DNA extraction and Southern blot analysis.

The integration of the deletion and reconstitution cassettes into the sglA locus was investigated by Southern blot analysis. WT, ΔsglA, and ΔsglA::sglA⁺ conidia were grown in 10 mL of YUU medium at 37°C overnight with agitation. DNA was isolated as described previously by Malavazi and Goldman (37), with a few modifications. Mycelium disruption was achieved by lyophilizing frozen suspensions instead of grinding them with a mortar and pestle. The 5′-UTR sequence used as a probe was amplified from the genomic DNA of ΔKu80 pyrG⁻ with the Southern blot 5′ fw and rv primers (Table S3). HindIII-digested DNA fragments were run on a 1% agarose gel overnight at 15 V and transferred to a nylon membrane as described previously by Singh et al. (52). Radioactive labeling of the probe with [α-³²P]dCTP (Perkin-Elmer) was performed using a Random Primers DNA labeling system kit (Invitrogen) according to the manufacturer’s instructions. The membrane was exposed to Carestream BioMax MR film (Millipore-Sigma), and bands were developed using the SRX-101A medical film processor (Konica Minolta).

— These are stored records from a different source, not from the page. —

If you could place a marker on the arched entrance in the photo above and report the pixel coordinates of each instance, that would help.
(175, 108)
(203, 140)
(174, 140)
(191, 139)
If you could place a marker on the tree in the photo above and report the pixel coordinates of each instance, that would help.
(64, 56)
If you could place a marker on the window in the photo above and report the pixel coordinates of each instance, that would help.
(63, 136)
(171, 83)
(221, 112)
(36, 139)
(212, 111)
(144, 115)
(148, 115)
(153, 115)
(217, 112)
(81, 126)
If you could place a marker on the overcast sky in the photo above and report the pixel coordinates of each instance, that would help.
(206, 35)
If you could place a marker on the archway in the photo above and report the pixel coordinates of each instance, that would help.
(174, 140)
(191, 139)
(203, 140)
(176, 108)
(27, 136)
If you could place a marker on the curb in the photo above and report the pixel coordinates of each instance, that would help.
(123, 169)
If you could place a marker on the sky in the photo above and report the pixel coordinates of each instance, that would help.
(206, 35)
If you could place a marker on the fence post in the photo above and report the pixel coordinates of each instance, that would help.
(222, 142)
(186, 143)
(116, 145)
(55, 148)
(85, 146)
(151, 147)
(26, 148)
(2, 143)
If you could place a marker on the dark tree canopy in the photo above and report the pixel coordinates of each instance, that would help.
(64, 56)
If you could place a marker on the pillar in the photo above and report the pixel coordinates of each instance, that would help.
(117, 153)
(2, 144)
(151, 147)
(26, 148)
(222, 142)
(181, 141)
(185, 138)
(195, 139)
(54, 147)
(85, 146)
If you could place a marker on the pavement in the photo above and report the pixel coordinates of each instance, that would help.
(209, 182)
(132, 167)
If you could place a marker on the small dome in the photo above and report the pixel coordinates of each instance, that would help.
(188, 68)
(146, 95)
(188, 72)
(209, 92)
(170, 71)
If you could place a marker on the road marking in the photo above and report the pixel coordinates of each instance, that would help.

Lipid extraction, SG analysis, and thin-layer chromatography.

A total of 1 × 10⁶ conidia of the WT, ΔsglA, and ΔsglA::sglA⁺ strains were inoculated into 10 mL of MM+UU and grown at 37°C with agitation. For SG quantification by liquid chromatography (LC)-MS, conidia were harvested straight from the solid plate (0 h) or grown for 12, 24, or 48 h, while the cultures used for thin-layer chromatography (TLC) were grown for 48 h. The suspensions were washed with sterile water and suspended in Mandala buffer (53). Lipid extraction was carried out as described previously by Singh and Del Poeta (54), with a few modifications. To facilitate the disruption of mycelia, samples were vortexed and sonicated for 2 min in the presence of 0.2-mm glass beads. The supernatant was collected, dried, and submitted to extraction by the Bligh-Dyer method (55). One-third of each sample obtained after Bligh-Dyer extraction was reserved for inorganic phosphate (P_i) determination, while the remaining sample was subjected to alkaline hydrolysis of phospholipids (56). The SG concentration determined by mass spectrometry was further normalized to the P_i abundance (32). For TLC analysis, lipid extracts were suspended in 50 μL of chloroform-methanol (2:1) and applied onto a silica gel plate (Millipore-Sigma). Twenty micrograms of a sterylglucoside standard (Matreya) was included as a migration control. Samples were run in chloroform-methanol-water (65:25:4, vol/vol/vol) and stained with iodine.

Microscopy.

To evaluate hyphal growth, 1 × 10⁵ conidia were inoculated onto a glass-bottom dish containing 2 mL of MM+UU and grown at 37°C for 6, 12, or 24 h. The fungal suspensions were analyzed by differential interference contrast (DIC) microscopy, and images were taken with the 40× objective of a Zeiss Observer D.1 microscope. The size of the hyphae was measured using ZEN software.

Scanning electron microscopy of A. fumigatus.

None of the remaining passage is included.